Eine Paketzustellerin sitzt vor Paketen. Sie wirkt müde. Symbolbild für Paketdienste und ihre Arbeitsbedingungen.
Schlechte Arbeitsbedingungen? Für viele Paketzusteller trauriger Alltag. | © Adobestock/Drazen
Jede:r hat ein Packerl zu tragen – manche von uns aber gravierend mehr: Paketdienstleister haben selten Betriebsräte, die Fahrer:innen sind gewerkschaftlich kaum organisiert und leiden unter der Profitlogik der Branche. Das macht sie besonders anfällig für Ausbeutung.
Bis zu 17 Stunden täglich, ohne Pausen, für 5,20 Euro pro Stunde: So beschreibt der Standard Anfang April die Arbeitsbedingungen eines Paketzustellers in einem Depot des DPD-Gesellschafters Gebrüder Weiss Paketdienst (GWP) in Kalsdorf bei Graz. Der Standard beruft sich in seiner Recherche auf Gespräche mit Betroffenen und mehrere Hundert Seiten Dokumente, die ihm zugespielt wurden – darunter Fahrtenlisten, Stundenaufzeichnungen, Lohnzettel und Arbeitsverträge. Mehrere Fahrer:innen, mit denen der Standard gesprochen hat, würden von ähnlichen Bedingungen berichten: überlange Arbeitszeiten, keine Pausen, unbezahlte Überstunden, ausstehende Gehälter. Es ist von angeblichem Lohndumping und Sozialbetrug die Rede. DPD wies die Vorwürfe „strikt zurück“ und gab an, sämtliche Vorschriften einzuhalten.
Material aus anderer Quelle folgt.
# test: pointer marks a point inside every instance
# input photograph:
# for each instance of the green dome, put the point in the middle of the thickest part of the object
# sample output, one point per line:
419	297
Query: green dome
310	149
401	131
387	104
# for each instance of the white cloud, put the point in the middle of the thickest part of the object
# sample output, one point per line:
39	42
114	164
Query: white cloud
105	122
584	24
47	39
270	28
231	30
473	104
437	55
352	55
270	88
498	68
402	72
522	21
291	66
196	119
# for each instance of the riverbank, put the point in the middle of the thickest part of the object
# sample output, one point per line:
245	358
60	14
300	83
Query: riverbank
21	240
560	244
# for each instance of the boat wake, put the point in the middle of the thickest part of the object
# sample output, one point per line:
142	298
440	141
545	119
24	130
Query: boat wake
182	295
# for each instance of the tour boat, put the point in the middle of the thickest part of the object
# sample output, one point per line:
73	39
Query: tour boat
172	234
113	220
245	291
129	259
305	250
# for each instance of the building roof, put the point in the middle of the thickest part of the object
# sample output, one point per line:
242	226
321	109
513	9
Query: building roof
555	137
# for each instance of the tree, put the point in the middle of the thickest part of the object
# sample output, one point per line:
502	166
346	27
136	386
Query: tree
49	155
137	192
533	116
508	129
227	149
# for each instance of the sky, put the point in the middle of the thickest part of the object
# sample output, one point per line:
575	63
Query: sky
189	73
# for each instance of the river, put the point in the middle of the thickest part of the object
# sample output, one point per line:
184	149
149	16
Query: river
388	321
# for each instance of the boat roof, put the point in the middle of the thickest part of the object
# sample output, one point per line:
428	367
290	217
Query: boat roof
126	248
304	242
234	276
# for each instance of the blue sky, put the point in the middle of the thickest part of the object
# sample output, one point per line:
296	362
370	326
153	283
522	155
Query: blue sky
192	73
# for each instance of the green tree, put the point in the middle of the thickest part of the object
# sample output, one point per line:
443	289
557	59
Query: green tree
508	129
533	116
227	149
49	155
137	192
Der Fall DPD in der Steiermark ist kein Einzelfall. Seit Jahren häufen sich Berichte über Paketdienste und angeblich verheerende Arbeitsbedingungen. Wiederholt berichteten Medien über Fälle von vermeintlicher Ausbeutung, Lohn- und Sozialdumping bei Paketdienstleistern. Derlei Bedingungen wurden auch in mehreren Studien festgestellt, bei Gewerkschaften stapeln sich die Beschwerden. „Wir wissen seit mehreren Jahren um die Zustände in der Branche“, bestätigt Hans-Peter Weikl, Landessekretär der vida Steiermark.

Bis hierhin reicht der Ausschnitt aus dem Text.